2Sam 15,13-14.30; 16,5.13a; Sal 3; Mc 5,1-20

 

Porque un hijo de mis entrañas busca matarme; dejadle que me maldiga. Quizá, el Señor, así, se fije en mi humillación y me pague con bendiciones las maldiciones de hoy. Tenía autoridad, y por eso fueron los suyos a por él; el propio Absalón, el hijo de sus entrañas. ¿En qué ha quedado aquel poderío con el que hablaba y actuaba? Ahora son innumerables sus enemigos que se abalanzan contra él. Ha perdido toda autoridad. Cuántos son los que piensan con razón que Dios no le protege.

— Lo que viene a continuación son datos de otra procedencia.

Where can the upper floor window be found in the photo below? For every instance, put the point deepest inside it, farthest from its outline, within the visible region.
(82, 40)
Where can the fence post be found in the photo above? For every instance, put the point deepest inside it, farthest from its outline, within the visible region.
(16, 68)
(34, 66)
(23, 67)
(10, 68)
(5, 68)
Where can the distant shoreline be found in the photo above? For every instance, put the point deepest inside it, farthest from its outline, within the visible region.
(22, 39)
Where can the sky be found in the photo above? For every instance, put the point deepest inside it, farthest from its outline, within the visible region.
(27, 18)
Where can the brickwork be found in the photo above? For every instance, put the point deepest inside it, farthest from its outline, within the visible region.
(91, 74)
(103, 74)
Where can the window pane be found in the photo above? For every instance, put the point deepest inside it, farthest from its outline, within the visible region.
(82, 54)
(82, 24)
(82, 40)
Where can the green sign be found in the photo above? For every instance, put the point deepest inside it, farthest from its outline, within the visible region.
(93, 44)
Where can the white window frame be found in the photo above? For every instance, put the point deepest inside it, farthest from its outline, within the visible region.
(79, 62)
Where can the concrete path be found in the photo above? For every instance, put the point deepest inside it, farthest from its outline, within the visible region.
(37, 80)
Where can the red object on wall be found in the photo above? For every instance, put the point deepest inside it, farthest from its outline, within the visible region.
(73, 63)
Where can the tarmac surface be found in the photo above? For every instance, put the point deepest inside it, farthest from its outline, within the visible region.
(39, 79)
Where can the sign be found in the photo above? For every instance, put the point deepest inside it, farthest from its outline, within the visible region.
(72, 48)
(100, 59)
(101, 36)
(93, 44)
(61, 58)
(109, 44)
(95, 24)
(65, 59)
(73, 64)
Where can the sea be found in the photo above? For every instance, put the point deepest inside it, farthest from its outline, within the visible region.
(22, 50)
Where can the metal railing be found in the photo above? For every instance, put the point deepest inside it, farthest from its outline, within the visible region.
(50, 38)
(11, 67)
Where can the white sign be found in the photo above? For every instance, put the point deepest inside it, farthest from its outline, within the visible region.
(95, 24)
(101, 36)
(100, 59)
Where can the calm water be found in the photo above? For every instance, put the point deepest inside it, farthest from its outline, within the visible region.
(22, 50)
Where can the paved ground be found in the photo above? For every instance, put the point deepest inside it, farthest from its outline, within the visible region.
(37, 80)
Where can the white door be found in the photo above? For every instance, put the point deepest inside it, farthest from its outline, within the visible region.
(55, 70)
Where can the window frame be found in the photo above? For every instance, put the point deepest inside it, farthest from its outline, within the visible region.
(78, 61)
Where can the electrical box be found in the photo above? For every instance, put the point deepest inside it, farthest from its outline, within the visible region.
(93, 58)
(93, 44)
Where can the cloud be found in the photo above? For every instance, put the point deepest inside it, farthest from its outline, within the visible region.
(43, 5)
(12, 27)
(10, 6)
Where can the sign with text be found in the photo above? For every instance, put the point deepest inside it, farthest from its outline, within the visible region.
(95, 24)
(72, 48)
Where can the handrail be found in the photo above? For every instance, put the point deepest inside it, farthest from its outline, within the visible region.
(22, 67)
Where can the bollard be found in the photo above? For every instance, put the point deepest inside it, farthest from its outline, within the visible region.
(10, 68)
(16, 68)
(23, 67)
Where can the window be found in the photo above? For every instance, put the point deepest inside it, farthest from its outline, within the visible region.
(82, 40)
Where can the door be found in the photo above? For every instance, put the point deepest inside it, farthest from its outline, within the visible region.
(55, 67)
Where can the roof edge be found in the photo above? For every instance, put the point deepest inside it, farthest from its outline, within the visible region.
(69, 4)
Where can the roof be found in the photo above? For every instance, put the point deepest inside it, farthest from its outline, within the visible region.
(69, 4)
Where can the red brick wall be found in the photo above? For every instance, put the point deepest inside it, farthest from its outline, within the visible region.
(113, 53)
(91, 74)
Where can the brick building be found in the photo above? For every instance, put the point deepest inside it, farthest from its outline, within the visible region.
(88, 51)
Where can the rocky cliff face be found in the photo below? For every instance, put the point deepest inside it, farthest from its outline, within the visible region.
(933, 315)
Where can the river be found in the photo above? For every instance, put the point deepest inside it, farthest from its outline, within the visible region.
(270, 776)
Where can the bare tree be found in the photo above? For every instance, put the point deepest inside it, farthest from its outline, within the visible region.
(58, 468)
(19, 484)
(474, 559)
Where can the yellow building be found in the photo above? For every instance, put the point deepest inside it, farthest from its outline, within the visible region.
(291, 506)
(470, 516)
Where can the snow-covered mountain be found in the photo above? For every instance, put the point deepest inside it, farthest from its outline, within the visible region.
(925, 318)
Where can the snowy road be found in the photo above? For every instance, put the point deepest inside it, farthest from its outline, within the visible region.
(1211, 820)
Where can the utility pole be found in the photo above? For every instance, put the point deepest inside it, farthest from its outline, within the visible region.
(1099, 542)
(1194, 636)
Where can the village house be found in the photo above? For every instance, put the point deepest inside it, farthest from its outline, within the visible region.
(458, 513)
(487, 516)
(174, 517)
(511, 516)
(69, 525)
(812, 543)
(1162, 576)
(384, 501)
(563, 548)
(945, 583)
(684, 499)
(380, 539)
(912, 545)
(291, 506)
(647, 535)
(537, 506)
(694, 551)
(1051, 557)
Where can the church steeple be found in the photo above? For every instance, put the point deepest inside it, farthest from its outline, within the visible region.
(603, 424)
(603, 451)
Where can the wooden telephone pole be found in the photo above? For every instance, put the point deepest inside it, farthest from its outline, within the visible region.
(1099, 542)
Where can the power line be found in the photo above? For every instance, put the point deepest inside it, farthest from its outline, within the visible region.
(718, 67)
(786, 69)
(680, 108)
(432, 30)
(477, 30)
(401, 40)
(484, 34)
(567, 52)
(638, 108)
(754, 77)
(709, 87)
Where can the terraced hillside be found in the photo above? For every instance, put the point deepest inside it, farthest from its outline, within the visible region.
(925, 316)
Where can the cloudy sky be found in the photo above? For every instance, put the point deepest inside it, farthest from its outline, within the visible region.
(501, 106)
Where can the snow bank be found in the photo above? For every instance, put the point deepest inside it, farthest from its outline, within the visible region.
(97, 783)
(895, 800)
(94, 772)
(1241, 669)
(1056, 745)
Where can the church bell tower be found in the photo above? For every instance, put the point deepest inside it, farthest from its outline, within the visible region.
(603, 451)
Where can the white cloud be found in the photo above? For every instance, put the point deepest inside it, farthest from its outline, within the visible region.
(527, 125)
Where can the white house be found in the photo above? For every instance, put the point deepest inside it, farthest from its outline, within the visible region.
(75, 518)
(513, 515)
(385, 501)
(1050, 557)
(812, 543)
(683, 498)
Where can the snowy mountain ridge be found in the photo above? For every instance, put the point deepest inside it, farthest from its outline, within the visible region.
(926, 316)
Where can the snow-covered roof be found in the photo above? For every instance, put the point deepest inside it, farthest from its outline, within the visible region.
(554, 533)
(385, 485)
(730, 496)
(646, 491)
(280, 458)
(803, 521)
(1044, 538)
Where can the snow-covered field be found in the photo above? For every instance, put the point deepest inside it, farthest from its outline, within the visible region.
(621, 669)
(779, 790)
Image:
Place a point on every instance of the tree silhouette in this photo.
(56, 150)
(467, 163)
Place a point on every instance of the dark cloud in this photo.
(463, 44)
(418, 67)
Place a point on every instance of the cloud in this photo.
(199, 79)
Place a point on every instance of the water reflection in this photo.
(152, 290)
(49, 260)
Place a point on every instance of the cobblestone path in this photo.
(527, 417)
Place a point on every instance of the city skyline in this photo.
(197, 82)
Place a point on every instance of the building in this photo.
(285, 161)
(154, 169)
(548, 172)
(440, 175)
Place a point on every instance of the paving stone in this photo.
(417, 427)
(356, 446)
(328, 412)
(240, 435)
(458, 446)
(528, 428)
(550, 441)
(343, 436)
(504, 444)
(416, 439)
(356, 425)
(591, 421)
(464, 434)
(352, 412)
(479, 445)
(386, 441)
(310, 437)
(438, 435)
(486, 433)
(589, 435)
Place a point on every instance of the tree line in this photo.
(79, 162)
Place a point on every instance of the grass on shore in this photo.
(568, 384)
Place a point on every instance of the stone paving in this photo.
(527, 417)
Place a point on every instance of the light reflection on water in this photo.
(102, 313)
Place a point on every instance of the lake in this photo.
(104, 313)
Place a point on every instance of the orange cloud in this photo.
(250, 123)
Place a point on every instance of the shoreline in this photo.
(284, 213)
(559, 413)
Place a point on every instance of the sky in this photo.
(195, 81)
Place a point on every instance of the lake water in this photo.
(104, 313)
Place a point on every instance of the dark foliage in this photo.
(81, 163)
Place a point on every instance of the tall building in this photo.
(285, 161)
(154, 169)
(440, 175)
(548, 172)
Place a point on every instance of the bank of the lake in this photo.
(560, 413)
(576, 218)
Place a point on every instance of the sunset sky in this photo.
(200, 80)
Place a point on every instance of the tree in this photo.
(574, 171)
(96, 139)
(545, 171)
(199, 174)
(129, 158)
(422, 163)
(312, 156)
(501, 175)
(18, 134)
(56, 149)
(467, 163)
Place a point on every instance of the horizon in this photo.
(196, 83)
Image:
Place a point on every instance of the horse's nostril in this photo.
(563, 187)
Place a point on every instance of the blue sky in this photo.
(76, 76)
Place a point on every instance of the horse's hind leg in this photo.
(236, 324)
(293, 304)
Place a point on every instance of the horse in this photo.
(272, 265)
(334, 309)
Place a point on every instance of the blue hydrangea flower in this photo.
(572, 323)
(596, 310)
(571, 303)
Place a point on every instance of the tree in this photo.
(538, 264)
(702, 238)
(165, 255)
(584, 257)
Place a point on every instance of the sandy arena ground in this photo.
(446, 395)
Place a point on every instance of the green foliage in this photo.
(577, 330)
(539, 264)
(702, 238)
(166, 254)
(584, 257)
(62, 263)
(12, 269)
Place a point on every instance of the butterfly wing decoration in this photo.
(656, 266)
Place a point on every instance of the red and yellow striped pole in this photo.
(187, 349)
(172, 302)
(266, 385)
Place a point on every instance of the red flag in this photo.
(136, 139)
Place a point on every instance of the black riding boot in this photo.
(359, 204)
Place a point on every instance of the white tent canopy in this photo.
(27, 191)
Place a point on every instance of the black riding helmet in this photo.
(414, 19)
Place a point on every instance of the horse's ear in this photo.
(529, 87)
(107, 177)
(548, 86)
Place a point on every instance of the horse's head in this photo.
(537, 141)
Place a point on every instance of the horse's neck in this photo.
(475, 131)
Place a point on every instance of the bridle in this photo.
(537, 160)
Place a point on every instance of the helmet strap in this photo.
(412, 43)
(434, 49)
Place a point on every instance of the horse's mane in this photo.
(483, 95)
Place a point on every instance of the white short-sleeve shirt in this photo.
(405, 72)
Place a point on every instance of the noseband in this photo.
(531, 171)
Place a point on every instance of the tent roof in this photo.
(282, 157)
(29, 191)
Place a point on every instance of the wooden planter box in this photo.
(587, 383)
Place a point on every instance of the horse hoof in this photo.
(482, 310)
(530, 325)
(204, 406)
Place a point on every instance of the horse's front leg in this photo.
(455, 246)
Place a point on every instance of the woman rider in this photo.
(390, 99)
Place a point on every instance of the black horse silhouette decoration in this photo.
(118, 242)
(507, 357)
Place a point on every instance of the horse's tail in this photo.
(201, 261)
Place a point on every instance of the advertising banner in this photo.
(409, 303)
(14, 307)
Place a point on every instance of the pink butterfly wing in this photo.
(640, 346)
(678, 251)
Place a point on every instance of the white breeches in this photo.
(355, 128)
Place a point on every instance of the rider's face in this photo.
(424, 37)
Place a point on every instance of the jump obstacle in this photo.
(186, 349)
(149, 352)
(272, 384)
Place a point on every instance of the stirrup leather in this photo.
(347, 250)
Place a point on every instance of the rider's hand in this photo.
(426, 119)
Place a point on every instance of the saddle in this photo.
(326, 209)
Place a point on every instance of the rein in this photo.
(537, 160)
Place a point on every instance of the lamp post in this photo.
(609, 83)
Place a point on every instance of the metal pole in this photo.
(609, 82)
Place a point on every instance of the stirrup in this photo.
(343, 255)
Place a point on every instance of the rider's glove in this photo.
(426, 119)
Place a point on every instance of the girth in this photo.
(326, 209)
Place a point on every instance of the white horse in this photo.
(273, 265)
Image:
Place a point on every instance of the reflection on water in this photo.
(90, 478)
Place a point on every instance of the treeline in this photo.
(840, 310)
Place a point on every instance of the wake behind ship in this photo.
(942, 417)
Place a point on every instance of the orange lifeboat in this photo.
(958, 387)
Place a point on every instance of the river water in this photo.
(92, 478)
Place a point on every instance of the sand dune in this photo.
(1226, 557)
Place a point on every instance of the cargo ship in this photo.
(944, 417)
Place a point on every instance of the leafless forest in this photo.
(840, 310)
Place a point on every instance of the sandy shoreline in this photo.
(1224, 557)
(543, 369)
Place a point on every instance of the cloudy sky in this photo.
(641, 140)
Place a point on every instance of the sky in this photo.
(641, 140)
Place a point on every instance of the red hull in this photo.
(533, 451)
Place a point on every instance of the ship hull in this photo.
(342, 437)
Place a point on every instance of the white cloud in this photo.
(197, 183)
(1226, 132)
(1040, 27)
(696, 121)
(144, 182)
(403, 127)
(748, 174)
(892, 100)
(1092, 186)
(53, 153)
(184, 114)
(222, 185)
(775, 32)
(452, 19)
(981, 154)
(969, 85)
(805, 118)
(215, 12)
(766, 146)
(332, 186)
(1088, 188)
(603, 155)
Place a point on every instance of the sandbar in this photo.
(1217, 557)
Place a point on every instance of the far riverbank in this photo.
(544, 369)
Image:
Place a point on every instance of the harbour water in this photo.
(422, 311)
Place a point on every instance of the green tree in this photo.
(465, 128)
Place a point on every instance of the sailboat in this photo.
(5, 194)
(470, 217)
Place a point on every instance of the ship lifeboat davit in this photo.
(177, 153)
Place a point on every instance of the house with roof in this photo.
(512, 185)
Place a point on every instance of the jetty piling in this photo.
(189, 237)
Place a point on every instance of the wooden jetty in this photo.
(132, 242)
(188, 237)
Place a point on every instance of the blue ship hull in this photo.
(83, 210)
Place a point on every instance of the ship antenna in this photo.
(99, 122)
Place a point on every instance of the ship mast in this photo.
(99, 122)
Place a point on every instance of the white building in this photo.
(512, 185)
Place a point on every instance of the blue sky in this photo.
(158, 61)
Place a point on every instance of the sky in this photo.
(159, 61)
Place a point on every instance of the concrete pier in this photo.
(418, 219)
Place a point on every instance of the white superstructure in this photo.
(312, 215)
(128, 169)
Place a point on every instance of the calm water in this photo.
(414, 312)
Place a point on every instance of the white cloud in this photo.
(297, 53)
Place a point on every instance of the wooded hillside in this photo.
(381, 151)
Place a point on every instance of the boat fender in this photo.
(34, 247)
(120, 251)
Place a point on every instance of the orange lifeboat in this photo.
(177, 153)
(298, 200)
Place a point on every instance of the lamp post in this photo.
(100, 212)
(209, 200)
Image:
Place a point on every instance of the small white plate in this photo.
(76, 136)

Aquella, pues, era pura filfa, fruto del espejismo de un momento. Ahora, todos le persiguen para llevarlo a la cruz. Su autoridad estará en lo alto del madero en donde ha sido clavado.

¿Qué ha pasado para que hoy las cosas sean así? Su palabra ya no vale. Todos se ríen de él. ¿No era tan fuerte, y Dios estaba con él? Pues que baje de la cruz. Bajará, bajará, tendréis razón, pero el descenso será el de un cadáver, de alguien que ha exhalado su vida, y unos pocos amigos, entre los que está su madre y el joven discípulo al que Jesús tanto quería, desde ahora, por boca del propio Jesús muriente, madre e hijo. ¿Dónde quedó su autoridad?, ¿cómo la vieron en la sinagoga de Cafarnaún?, ¿no fue un mero espejismo? Porque su palabra ya no tiene ninguna autoridad. David huye monte arriba con unos pocos fieles. Jesús no quiso escapar, y murió clavado en la cruz con un ínfimo grupo de amigos que recogieron su cuerpo muerto.

Levántate, Señor, sálvame.

Y los espíritus inmundos que nos poseen, ¿qué dicen? Era la otra opción de Jesús como nos lo muestra el evangelio de Marcos. Día y noche estamos gritando en los sepulcros y en los montes, pues nos dominan desde que nos creímos aquello del seréis como dioses. Pero enfrentados a Jesús, cuando se nos acerca, de pronto comprendemos que tiene autoridad sobre ellos. Con nosotros la perdió, porque no sabemos quién es, pero los espíritus inmundos lo saben muy bien. Saben que es su enemigo mortal. Saben que si él permanece junto a nosotros, la batalla la tiene ganada. Espíritus inmundos, salid de este hombre. Y atropelladamente salen de él. Mas ¿dónde irán?, ¿no se quedarán cerca para, en cuanto la ocasión se presente, volver sobre nosotros con mayor fuerza que antes? Y, entonces, ¿dónde estaría la autoridad de Jesús? Perdida la de su palabra, malograría, igualmente, la de sus acción curadora. Así, el fracaso de Jesús se parecería al de David.

Pero no, la autoridad de Jesús sobre los espíritus inmundos es decisiva, inconmensurable, porque no entra en juego nuestra libertad —que puede negar la Palabra, y lo hace—, sino la libertad de Dios. Es maravilloso ver cómo esos espíritus inmundos saliendo de nosotros se meten en los cerdos —no podemos olvidar que estos eran los animales más despreciables de todos para los judíos—, y la piara entera se abalanza acantilado abajo para ahogarse. Las cosas están bien claras. El seréis como dioses se incrusta en los animales impuros y se ahoga con ellos. De esta manera, la presencia de Jesús queda abierta a que su palabra la volvamos a ver como autoridad, porque el abalanzarse en las aguas de los animales impuros nos deja abiertos a descender en las frescas aguas del bautismo, de modo que nuestros oídos, toda la carne que somos, se abra a la sangre y el agua que salen del costado de Cristo muerto, clavado en la cruz.